Why I Chose to Homeschool – 30 Years Ago

Why I Chose to Homeschool – 30 Years Ago

 

When my oldest son, Shawn, was just a year old, I had no idea the path God would gently lead me down.

I first heard about homeschooling while listening to Focus on the Family. Dr. James Dobson was interviewing Dr. Raymond Moore, and something about their conversation stirred my heart. It sounded intriguing – peaceful, even purposeful – but if I’m being honest, I didn’t think I could do it. I didn’t know a single person who homeschooled. It felt like something “other people” did… not me.

But God had a way of bringing what felt distant right into my everyday life.

Not long after, we began attending a new church, and to my surprise, it was filled with homeschooling families. Suddenly, what once felt unfamiliar became visible and real. These weren’t just ideas on a radio program – these were real families, living it out day by day.

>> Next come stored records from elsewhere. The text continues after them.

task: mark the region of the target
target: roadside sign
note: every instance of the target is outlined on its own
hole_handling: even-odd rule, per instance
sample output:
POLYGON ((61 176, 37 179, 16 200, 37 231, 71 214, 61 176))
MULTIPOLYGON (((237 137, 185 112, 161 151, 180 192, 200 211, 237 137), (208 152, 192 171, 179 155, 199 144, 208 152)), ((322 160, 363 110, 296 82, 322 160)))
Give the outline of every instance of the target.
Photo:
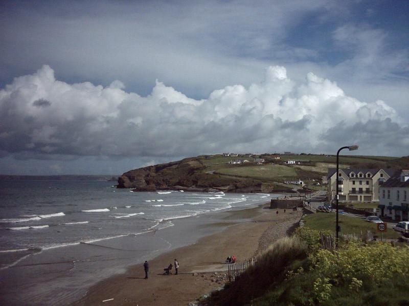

Before becoming a mom, I had been a first-grade teacher. So as I listened to the ideas shared on that broadcast, something inside me quietly agreed. I had seen the classroom from the inside. I knew the challenges. I had watched children spend most of their day with other children, often picking up immature behaviors instead of being guided by maturity. I had seen how classrooms sometimes had to move at the pace of the lowest common denominator, leaving little room for children to truly soar.

And I understood the subtle shift that can happen – how children can begin to look more to their peers and teachers for direction than to their own parents.

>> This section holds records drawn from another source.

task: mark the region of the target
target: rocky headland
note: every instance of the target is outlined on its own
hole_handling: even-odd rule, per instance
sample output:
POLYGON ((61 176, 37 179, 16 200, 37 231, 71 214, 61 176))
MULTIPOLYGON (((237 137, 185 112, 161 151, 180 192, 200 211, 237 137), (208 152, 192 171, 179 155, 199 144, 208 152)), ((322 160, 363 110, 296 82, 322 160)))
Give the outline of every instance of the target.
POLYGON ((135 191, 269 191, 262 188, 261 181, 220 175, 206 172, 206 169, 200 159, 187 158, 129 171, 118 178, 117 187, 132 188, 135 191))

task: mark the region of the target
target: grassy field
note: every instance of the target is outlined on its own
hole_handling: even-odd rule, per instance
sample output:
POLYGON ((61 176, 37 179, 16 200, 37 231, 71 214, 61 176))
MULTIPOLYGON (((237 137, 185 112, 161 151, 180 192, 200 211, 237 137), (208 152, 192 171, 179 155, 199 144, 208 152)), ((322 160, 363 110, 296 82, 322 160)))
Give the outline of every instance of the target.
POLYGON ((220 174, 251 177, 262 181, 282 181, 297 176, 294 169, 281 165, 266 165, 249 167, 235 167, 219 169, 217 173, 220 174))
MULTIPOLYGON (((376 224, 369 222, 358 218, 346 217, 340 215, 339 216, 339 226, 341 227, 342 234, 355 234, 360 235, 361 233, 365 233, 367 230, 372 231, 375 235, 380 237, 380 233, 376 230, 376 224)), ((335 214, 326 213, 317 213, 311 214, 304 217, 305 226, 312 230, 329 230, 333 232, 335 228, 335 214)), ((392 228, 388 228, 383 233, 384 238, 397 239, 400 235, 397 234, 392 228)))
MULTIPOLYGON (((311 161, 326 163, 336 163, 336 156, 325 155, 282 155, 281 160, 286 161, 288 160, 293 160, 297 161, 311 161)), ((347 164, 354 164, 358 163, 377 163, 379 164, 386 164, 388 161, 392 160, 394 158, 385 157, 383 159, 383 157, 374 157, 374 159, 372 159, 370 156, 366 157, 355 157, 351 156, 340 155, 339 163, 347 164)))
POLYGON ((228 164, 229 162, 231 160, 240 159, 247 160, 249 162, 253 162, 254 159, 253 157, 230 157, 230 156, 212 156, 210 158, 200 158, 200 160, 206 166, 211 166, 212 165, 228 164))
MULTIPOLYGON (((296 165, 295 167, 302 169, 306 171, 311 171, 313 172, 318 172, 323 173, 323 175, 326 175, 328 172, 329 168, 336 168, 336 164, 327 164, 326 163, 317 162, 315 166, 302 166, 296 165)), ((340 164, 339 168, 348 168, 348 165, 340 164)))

So when I saw families who were choosing something different, something more intentional, I was drawn to it.

What truly captured my heart, though, was the beauty of the families themselves.

This church didn’t just have a few homeschoolers—they had a support group led by the pastor and his wife. There was community, encouragement, and shared purpose. I saw children who were respectful and joyful. I saw families who were close – truly enjoying one another.

And deep down, I knew… this is what I want.

I wanted to be with my children. I wanted to pour into them—not just in the margins of the day, but in the everyday moments that shape their hearts and lives. I loved teaching, and I didn’t want to give that up—but I also didn’t want to give up being present in my children’s lives.

Homeschooling felt like the best of both worlds.

As time went on, I began doing homeschool assessments for families in our group. That gave me a front-row seat to what homeschooling really looked like. I became familiar with different curricula, teaching styles, and approaches. And the more I saw, the more I loved it.

It wasn’t just about academics.

It was about relationships.
It was about character.
It was about a lifestyle that nurtured both learning and family.

And somewhere along the way, what once felt uncertain became completely settled in my heart:

Homeschooling wasn’t just something I could do…
It was something I wanted to do—wholeheartedly.

In fact, I knew it was the only way I wanted my children to be educated.